Karl Nolle, MdL

Sächsische Zeitung, 30.01.2010

Die FDP in der Glaubwürdigkeitsfalle

 
Zu Wahlkampfzeiten hätten Sachsens Liberale ihre helle Freude gehabt – jeden Tag in den Schlagzeilen, schien damals die Devise zu sein. Das verhalf der FDP zu einem Platz am Regierungstisch. Doch nur knapp 120 Tage später bläst den einst so um ein flott-frisches Image bemühten Liberalen nicht nur ein raues Lüftchen entgegen, sondern gleich ein ganzes Sturmtief.

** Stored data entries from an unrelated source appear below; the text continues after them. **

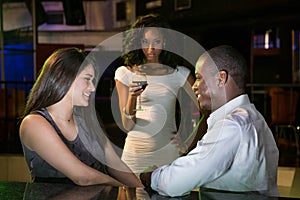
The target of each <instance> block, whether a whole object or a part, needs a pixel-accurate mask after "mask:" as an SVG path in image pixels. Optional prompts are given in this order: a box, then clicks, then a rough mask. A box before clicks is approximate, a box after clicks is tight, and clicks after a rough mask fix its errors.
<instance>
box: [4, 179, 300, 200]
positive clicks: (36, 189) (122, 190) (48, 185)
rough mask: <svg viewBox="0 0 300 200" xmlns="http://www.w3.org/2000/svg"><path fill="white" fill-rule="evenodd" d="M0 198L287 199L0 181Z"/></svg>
mask: <svg viewBox="0 0 300 200" xmlns="http://www.w3.org/2000/svg"><path fill="white" fill-rule="evenodd" d="M0 199H24V200H35V199H37V200H43V199H55V200H57V199H63V200H69V199H70V200H74V199H94V200H97V199H104V200H105V199H109V200H114V199H116V200H131V199H144V200H168V199H172V200H200V199H201V200H213V199H215V200H224V199H225V200H245V199H247V200H252V199H253V200H269V199H272V200H277V199H278V200H280V199H295V198H287V197H267V196H263V195H259V194H257V193H234V192H228V191H215V190H204V189H201V190H200V191H198V190H194V191H192V192H191V193H190V194H188V195H185V196H181V197H166V196H161V195H159V194H157V193H156V192H154V191H152V190H150V189H145V190H144V189H142V188H127V187H112V186H105V185H95V186H86V187H81V186H76V185H72V184H64V183H25V182H0Z"/></svg>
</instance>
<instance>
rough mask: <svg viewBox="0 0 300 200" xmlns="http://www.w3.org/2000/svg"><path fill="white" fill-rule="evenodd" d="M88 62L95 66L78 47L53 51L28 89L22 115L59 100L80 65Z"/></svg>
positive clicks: (71, 82) (68, 87)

Seit Tagen liegen bei der FDP die Nerven blank. Dass der neuen schwarz-gelben Koalition nach der ungeschriebenen 100-Tage-Frist nicht gerade die Sympathie der neu sortierten Opposition entgegenfliegen würde, war klar. „Aber die Art und Weise der Auseinandersetzung ist für uns ein Tabubruch“, weist FDP-Generalsekretär Torsten Herbst die Angriffe zurück. „Alles eine Kampagne“, meint Herbst.

Dabei tappt die Sachsen-FDP nun auch in die Glaubwürdigkeitsfalle – wie auf Bundesebene längst geschehen. Versprochen, gebrochen, höhnt Sachsens Opposition. Dabei geht es nicht nur um die im Wahlkampf zugesagten, aber immer wieder infrage gestellten Steuersenkungen, sondern vor allem um Personalquerelen.

Jahrelang hatten die Liberalen gegen die frühere CDU/SPD-Koalition gewettert wegen eines zusätzlichen Landtagsvizepräsidenten für die SPD – sich nun aber selbst den Posten gegönnt. Der Stellenabbau könne gar nicht schnell genug gehen, hieß es stets – doch dann genehmigte sich die FDP einen 2002 abgeschafften zweiten Staatssekretärsposten im Wirtschaftsministerium. Der werde „unterm Strich den Steuerzahler nicht mehr kosten“, hält Herbst dagegen. Es werde insgesamt durch Stellenabbau gespart.

„SPD rückte mit Minibus an“

Die SPD habe doch Ende 2004 bei ihrem Eintritt in die Koalition mit der CDU etliche Stellen in der Führung des Wirtschaftsministeriums neu geschaffen und nach Parteibuch besetzt, so Herbst. „Die SPD ist damals dort mit dem Minibus angerückt, aber das hat niemand kritisiert.“ Dafür sorgten die Liberalen nun mit ihrer Landtagsabgeordneten Isabel Siebert, die nach ihrer Mandatsaufgabe auf einen hochbezahlten Sprecherposten gelangte, erneut für Schlagzeilen. Und das geräuschlose Durchwinken der Diätenerhöhung entgegen früherer liberaler Überzeugung war sogar manchem FDP-Politiker peinlich.

Auch Vize-Ministerpräsident und Wirtschaftsminister Sven Morlok gerät zunehmend in die Kritik. Sein ungeschickter Schnellschuss beim Kombilohnstopp kam nicht nur bei Kommunen, Verbänden, sondern auch bei CDU-Politikern schlecht an. Der Minister bereite sich inhaltlich nicht ausreichend vor, heißt es zudem. Einige Liberale sind ohnehin noch über die (Zweit-)Besetzung mit dem Leipziger Bauunternehmer unglücklich. Viele hätten dort lieber Landeschef Holger Zastrow gesehen. Doch der zog seine PR-Agentur dem Ministerstuhl vor. In dieser Krisenwoche schwieg Zastrow ganz – allerdings gezwungenermaßen, denn er ist wegen eines kleinen operativen Routine-Eingriffs kurzfristig außer Gefecht.

So läuft nur im Justizministerium unter Jürgen Martens (FDP) die Arbeit derzeit geräuschlos, der Rest der schwarz-gelben Regierungsarbeit dafür hinter verschlossenen Türen. „Wir werden am Ende an unseren Ergebnissen gemessen“, sagt Torsten Herbst fast trotzig.